This article provides a review of the BANOVA R package and an illustration of its uses in Marketing Analytics. The package allows users to conduct regression analyses and analysis of variance for between-subjects, within-subjects, and mixed designs, where the dependent variable follows one of a variety of continuous or discrete distribution functions and the data may have a hierarchical structure. The package uses stan as the underlying computing engine, and enables the calculation of simple effects, floodlight analysis, and mediation analysis.
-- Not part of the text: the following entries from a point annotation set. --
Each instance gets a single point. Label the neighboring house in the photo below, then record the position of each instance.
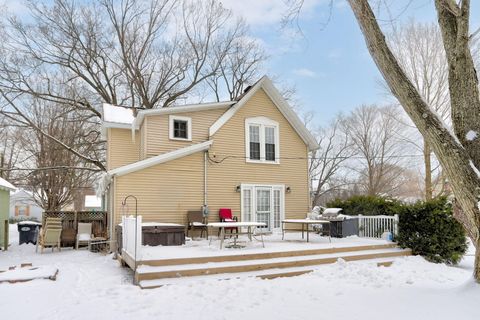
(22, 204)
(5, 189)
(92, 203)
(249, 155)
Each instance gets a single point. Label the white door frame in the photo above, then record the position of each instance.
(253, 202)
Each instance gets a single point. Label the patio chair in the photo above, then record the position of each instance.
(196, 222)
(49, 235)
(84, 234)
(225, 215)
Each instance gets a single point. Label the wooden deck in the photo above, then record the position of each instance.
(269, 265)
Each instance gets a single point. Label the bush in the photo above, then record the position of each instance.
(429, 229)
(21, 218)
(367, 206)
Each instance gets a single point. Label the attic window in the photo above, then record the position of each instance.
(180, 128)
(262, 140)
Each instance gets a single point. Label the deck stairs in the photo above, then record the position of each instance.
(268, 265)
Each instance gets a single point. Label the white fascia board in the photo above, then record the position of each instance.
(290, 115)
(180, 109)
(5, 185)
(116, 125)
(281, 104)
(169, 156)
(230, 112)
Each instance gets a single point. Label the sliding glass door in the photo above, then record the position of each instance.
(263, 203)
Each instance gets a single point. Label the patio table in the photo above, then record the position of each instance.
(251, 226)
(305, 226)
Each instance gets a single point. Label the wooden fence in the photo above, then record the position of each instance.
(70, 220)
(375, 226)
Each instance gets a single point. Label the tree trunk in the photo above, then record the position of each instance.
(427, 151)
(476, 270)
(453, 157)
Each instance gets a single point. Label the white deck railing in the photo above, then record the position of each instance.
(129, 245)
(375, 226)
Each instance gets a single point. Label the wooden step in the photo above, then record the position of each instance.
(262, 274)
(150, 273)
(266, 255)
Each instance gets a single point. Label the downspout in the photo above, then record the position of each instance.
(205, 178)
(112, 206)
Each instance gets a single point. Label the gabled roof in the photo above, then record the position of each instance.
(266, 84)
(5, 185)
(180, 109)
(117, 114)
(165, 157)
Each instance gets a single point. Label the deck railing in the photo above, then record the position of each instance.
(375, 226)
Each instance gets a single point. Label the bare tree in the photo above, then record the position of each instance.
(457, 151)
(374, 135)
(10, 149)
(239, 69)
(142, 53)
(52, 173)
(419, 50)
(327, 163)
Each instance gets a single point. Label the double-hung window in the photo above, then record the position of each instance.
(180, 128)
(262, 140)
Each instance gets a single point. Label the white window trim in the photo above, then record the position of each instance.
(253, 201)
(262, 122)
(171, 119)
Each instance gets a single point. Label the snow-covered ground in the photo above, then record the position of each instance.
(92, 286)
(200, 247)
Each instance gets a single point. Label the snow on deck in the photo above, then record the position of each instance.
(93, 286)
(273, 243)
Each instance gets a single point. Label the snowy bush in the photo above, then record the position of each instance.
(367, 206)
(429, 229)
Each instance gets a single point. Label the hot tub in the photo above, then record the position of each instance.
(157, 234)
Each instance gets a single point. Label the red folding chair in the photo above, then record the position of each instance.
(225, 215)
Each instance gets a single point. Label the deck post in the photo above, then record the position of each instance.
(5, 236)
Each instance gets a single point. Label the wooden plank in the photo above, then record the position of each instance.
(283, 274)
(264, 266)
(267, 255)
(384, 264)
(128, 260)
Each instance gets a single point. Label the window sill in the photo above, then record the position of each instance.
(180, 139)
(262, 161)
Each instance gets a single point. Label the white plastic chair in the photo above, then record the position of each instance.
(84, 234)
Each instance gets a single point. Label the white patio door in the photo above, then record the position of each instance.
(263, 206)
(263, 203)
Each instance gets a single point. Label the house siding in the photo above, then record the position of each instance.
(121, 150)
(157, 132)
(229, 141)
(167, 191)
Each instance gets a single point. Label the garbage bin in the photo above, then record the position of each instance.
(28, 231)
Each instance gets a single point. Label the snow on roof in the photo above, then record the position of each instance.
(5, 185)
(93, 202)
(266, 84)
(117, 114)
(164, 157)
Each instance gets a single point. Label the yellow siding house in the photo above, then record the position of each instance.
(249, 155)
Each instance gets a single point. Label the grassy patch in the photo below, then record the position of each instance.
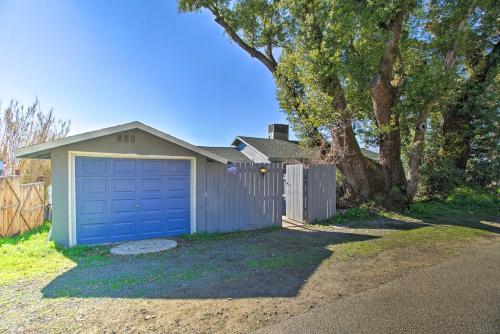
(203, 236)
(30, 255)
(285, 261)
(463, 201)
(425, 236)
(350, 215)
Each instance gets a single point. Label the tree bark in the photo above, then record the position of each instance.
(417, 150)
(383, 100)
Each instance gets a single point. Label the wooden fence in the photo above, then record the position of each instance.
(310, 192)
(242, 197)
(21, 205)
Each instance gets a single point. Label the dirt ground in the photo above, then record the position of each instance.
(217, 286)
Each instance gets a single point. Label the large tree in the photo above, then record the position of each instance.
(358, 70)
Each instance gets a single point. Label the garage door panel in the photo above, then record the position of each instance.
(151, 205)
(151, 167)
(91, 186)
(123, 229)
(91, 167)
(123, 166)
(92, 232)
(181, 202)
(151, 227)
(127, 199)
(121, 186)
(151, 185)
(177, 185)
(123, 206)
(177, 224)
(91, 208)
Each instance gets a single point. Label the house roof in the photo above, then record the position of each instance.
(278, 149)
(42, 151)
(273, 149)
(230, 153)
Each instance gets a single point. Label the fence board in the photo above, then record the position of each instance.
(244, 200)
(21, 206)
(321, 192)
(294, 192)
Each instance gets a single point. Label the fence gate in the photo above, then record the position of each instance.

The R package is illustrated through a reanalysis of the observational data by Blake et al. (Psychol Sci 32:315–325, 2021) on the relationship between misogynistic tweets and domestic violence, and of the experimental data by Srna et al. (Psychol Sci 29:1942–1955, 2018) on the perception of multitasking.

Suggested Citation

  • Michel Wedel & Chen Dong & Anna Kopyakova, 2024. "Bayesian analysis of experimental and observational data: a review and illustration of the BANOVA R package," Journal of Marketing Analytics, Palgrave Macmillan, vol. 12(3), pages 735-742, September.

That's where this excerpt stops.